The vast majority of ICE’s roughly 57,000 detainees are currently housed in private prisons operated by companies like Florida’s Geo Group and Tennessee-based CoreCivic. With these facilities nearing capacity, ICE has begun exploring temporary options at military bases in California, New York, and Utah. At Fort Bliss, the Army’s contract was open only to small businesses classified as veteran- and Hispanic-owned disadvantaged firms, giving Acquisition Logistics a leg up. Ironically, while the Trump administration has sought to roll back diversity, equity, and inclusion programs, federal contracting rules still mandate such set-asides.
Acquisition Logistics’ prior federal work has included repairing small boats for the Air Force, providing IT support to the Defense Department, and building temporary offices to aid with immigration enforcement—none of which compare to running a 5,000-bed detention center. The company’s sudden leap into the big leagues has fueled speculation that it might be working with a larger, more experienced subcontractor behind the scenes. During a recent earnings call, Geo Group CEO George Zoley said his company had teamed up with an established Pentagon contractor, though he didn’t name the partner. Geo Group did not respond to requests for clarification, and CoreCivic said it was not working with either Acquisition Logistics or Gemini.
The protest filed by Gemini Tech Services with the GAO alleges that Acquisition Logistics simply cannot handle the scale of the project. The GAO’s ruling—whether to sustain, dismiss, or require corrective action—is expected no earlier than November 2025. A separate legal appeal is pending in federal court in Washington, D.C.
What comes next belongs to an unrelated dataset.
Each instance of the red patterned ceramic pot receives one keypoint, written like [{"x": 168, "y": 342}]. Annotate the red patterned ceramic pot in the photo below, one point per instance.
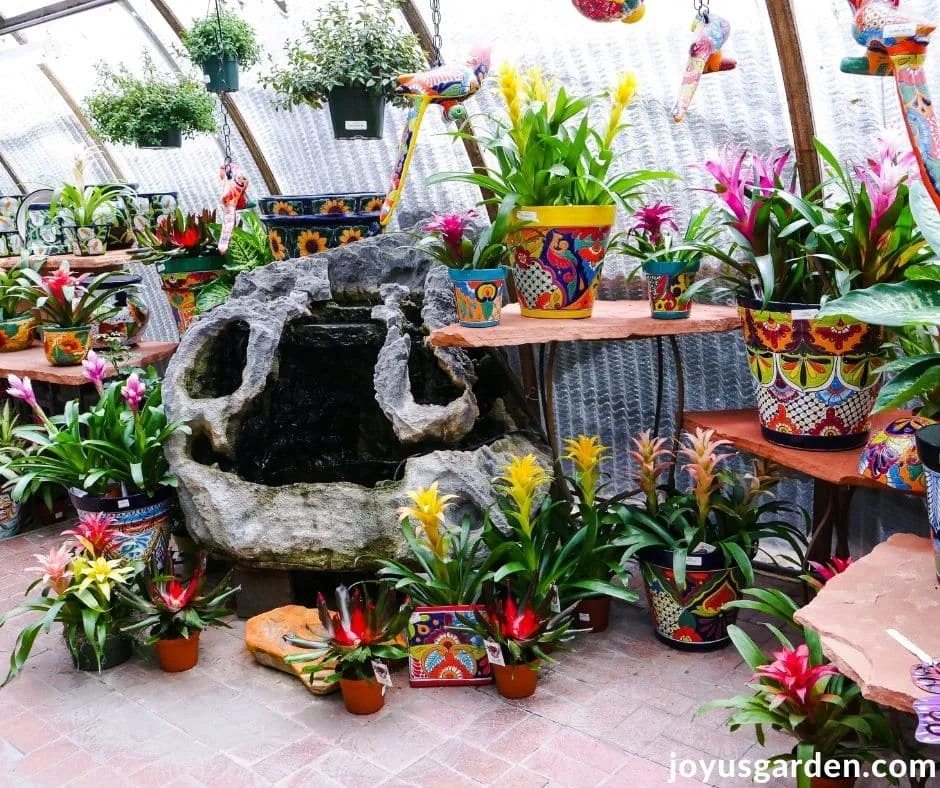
[{"x": 816, "y": 380}]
Meanwhile, the Pentagon has signaled that more such camps could follow at other military bases, as the administration presses forward with its pledge to arrest and deport as many as 10 million migrants living in the U.S. without permanent legal status. The reliance on military facilities for immigration detention, experts say, marks a significant shift in federal policy—one that places unprecedented responsibility in the hands of the armed forces and, in this case, a little-known private contractor.
As the sun beats down on the freshly erected tents of Camp East Montana, questions about transparency, oversight, and accountability continue to swirl. For now, the fate of thousands of migrants—and the integrity of a $1.2 billion government contract—hangs in the balance, awaiting answers that remain elusive.